У нашей семьи был небольшой дом, стоявший на отшибе. Он назывался Зимний светоч, и венчал, подобно короне, вершину горы Меньшая. Воздух здесь, даже летом, был холодным и свежим. Казалось, вдохнешь его, и горести забудутся, дурные мысли рассеются, и все болезни исцеляться. В надежде на это, отец и поселил здесь мою мать, чьё здоровье было непоправимо искалечено за годы жизни на гибнущей Земле.
Дом был окружён садом. Несчастные деревья! Лето в этих краях было таким недолговечным, что не успевали они сбросить снег да распрямиться, радуясь теплу, как морозы снова подкрадывались на мягких лапах и принимались точить когти о хрупкую кору.
Сам дом был красивым. Он стоял тут с тех времен, когда в моде были природные материалы – камень и дерево. Рамы из светлого ореха, а по обе стороны от крыльца – тонкие, как молодые деревца, колонны из голубого нефрита. Комнаты были светлые и просторные, и ветру было свободно, влетать в открытые окна, раздувать занавески и теребить лепестки цветов в горшках, выманивая их сладкий аромат.

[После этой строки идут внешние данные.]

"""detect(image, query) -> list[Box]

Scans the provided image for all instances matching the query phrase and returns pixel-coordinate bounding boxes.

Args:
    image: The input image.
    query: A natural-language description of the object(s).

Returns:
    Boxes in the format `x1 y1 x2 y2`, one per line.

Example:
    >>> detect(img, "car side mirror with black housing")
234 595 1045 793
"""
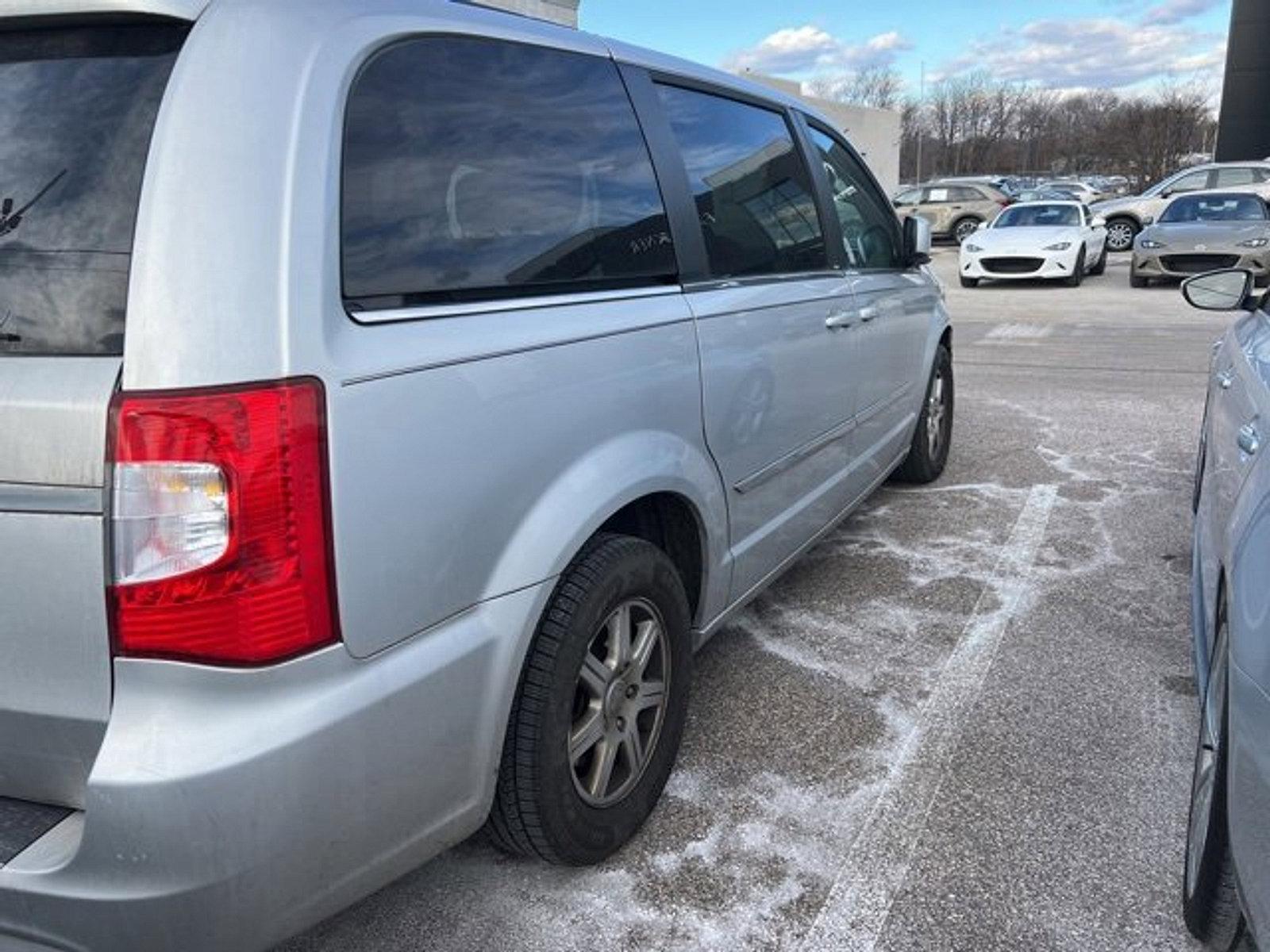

Когда я была совсем маленькой, я жила в этом доме с мамой. То время я помню плохо, оно – как вереница кадров, которые я пытаюсь связать в единый фильм, заполняя пробелы своими неумелыми детскими рисунками. Я помню, как мы с мамой спускались к озеру у подножия горы. Оно никогда не оттаивало до конца, но летом дыхание теплого ветра немного растапливало лёд, так что он становился прозрачным, и тогда, если смотреть с возвышенности, под поверхностью проступали очертания затонувшего старого здания.
– Это – дворец? – спрашивала я у матери.
– Нет. Когда-то – ещё до оледенения – это был цех по обработке овечьей шерсти».
– Пусть лучше дворец, – говорила я, потому что «затонувший дворец» звучало, по моему мнению, гораздо более захватывающе, чем «затонувший цех по обработке шерсти».
А мать закатывала глаза:
– Называй, как хочешь. Дворцом он от этого не станет.
Мать не была романтичной особой. Хотя кто-то мог бы посчитать её решение бросить мужа и родную планету, чтобы сбежать с существом иной расы чем-то вроде романтического безумства, на которые решаются лишь героини любовных романов. Тут уж, как посмотреть.
Я мало знала о жизни матери до Нира. Ещё меньше – о её муже, который был моим «родным отцом». Я видела его лишь на экране. В первый раз, когда мне было четыре. Мать здорово напугала меня тогда. Помню, как она схватила меня в охапку, подтащила к монитору и чуть ли не ткнула меня лицом в изображение.
– Это – он, это твой отец, – сказала она взволнованно. – Вот он, гляди!
На экране какой-то человечек – маленький и рыжий, с красноватым крупным носом – яростно кричал что-то с трибуны, размахивая рукой, а целая толпа людей внимала, окружив его, как дети любимого учителя.
Мама тоже смотрела на него c завороженным вниманием, и тогда я стукнула по консоли телевизора кулаком, и изображение заморгало.
– Это не мой папа, – сказала я ей. – Мой папа – принц.
Мать посмотрела на меня так, как будто я безгранично разочаровала её, помолчала немного, но потом кивнула:
– Да, пожалуй, ты ещё слишком мала, – сказала она и выключила трансляцию.
Больше она со мной о том человечке не говорила – ни о чем не говорила, если уж на то пошло. Вышло так, что я знаю её в основном из рассказов отца и видео-дневника, который она вела от случая к случаю.
Записи в дневнике были глупыми. О погоде, о том, что она ела на обед. О том, что у неё, кажется, кончается мёд. Как же я злилась, просматривая их! Из трёх сотен бессмысленных записей эта женщина посвятила своей единственной дочери лишь одну, самую короткую – меньше минуты.